Render tool_result image content blocks inline in chat#1119
Open
Christophy wants to merge 2 commits into
Open
Conversation
Author
|
@paseo-ai hello |
Author
|
@paseo-ai hello, rebase this branch. |
307ac91 to
c345ac5
Compare
When a Claude tool returns an image content block (Read on a PNG, MCP
screenshot tools, etc.), the daemon was stringifying the entire block array
into the chat timeline as raw JSON. Users saw `[{"source":{"data":"iVBOR..."}}]`
instead of the image.
Changes:
- packages/server/src/server/agent/agent-sdk-types.ts: add ToolCallImage
type and an optional images? field on ToolCallBase, sibling to detail.
- packages/server/src/shared/messages.ts: mirror the wire schema.

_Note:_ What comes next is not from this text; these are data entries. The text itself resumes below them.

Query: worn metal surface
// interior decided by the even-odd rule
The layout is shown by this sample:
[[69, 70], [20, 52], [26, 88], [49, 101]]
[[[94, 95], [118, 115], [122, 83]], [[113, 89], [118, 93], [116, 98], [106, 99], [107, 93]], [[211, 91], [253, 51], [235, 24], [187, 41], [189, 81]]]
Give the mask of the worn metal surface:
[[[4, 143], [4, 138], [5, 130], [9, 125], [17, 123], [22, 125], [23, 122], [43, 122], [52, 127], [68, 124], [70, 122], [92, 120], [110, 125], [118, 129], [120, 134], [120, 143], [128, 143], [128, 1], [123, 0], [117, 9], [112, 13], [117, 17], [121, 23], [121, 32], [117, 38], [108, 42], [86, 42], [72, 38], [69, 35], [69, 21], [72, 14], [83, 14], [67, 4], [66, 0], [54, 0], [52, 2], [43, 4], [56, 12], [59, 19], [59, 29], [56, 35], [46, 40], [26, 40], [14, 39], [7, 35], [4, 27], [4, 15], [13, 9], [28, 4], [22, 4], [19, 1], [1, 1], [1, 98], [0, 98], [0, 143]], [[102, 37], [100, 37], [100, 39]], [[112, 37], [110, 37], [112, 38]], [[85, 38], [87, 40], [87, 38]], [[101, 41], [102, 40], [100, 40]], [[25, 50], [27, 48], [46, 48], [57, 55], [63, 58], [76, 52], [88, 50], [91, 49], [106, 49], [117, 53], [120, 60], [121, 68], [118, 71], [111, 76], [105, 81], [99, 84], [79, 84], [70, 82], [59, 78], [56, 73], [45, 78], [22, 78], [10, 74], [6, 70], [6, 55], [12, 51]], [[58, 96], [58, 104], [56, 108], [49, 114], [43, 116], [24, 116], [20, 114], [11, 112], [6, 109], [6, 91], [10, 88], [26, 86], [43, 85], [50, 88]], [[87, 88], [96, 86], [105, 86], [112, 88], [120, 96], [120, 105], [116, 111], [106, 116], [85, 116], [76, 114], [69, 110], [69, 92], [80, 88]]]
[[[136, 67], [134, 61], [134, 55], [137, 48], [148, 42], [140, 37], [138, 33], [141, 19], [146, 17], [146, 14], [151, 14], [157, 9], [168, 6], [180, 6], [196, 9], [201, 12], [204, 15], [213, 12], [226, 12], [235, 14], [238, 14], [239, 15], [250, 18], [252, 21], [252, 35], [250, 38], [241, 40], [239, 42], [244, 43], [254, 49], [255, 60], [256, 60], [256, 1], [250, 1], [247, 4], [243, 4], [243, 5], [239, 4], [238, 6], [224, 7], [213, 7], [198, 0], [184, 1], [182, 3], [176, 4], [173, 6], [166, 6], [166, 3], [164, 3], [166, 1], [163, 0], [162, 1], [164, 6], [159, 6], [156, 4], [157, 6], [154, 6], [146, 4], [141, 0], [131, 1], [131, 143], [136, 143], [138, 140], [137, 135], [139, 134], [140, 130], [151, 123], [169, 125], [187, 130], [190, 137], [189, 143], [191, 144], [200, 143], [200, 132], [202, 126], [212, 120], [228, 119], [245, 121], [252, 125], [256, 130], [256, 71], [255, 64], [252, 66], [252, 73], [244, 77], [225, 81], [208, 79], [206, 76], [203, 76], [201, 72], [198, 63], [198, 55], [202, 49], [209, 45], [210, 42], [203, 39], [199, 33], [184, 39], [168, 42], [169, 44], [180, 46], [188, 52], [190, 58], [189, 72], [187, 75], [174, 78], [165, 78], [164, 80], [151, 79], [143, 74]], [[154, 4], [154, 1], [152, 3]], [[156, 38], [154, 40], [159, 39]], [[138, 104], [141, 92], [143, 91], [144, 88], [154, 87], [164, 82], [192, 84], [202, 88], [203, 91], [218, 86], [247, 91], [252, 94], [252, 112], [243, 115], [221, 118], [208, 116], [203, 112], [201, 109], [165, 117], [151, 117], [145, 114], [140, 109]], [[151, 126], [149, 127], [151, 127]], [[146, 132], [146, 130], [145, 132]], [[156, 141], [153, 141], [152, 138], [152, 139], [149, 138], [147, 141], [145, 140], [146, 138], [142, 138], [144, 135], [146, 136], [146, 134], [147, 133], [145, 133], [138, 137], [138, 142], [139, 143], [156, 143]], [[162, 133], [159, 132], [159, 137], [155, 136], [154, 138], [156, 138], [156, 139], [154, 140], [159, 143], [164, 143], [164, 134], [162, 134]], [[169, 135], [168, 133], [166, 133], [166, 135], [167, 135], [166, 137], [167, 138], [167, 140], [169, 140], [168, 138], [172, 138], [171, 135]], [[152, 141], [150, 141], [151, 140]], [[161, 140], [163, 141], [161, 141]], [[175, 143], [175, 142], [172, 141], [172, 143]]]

Drop
.strict() from ToolCallBasePayloadSchema so older clients can still parse
newer fields (forward-compat per CLAUDE.md "Protocol contract"). Split
the image attachment schema: ImageAttachmentSchema stays permissive for
inbound SendAgentMessage* requests; ToolCallImageSchema (with .min(1) on
both fields) is used for outbound timeline items so the daemon never
emits empty data URIs.
- packages/server/src/server/agent/providers/claude/tool-result-content.ts:
new extractToolResultParts helper that splits tool_result.content into
text and base64 images. Unrecognized block types (document, URL-source
images, future shapes) are preserved as a deterministic JSON fallback
appended to text so payloads are never silently dropped.
- packages/server/src/server/agent/providers/claude/agent.ts: route
handleToolResult through the new helper; pass images to the mapper.
Deleting the now-unreferenced coerceToolResultContentToString and three
helpers it depended on (noUnusedLocals enforces this).
- packages/server/src/server/agent/providers/claude/tool-call-mapper.ts:
thread images? through MapperParams onto the returned timeline item.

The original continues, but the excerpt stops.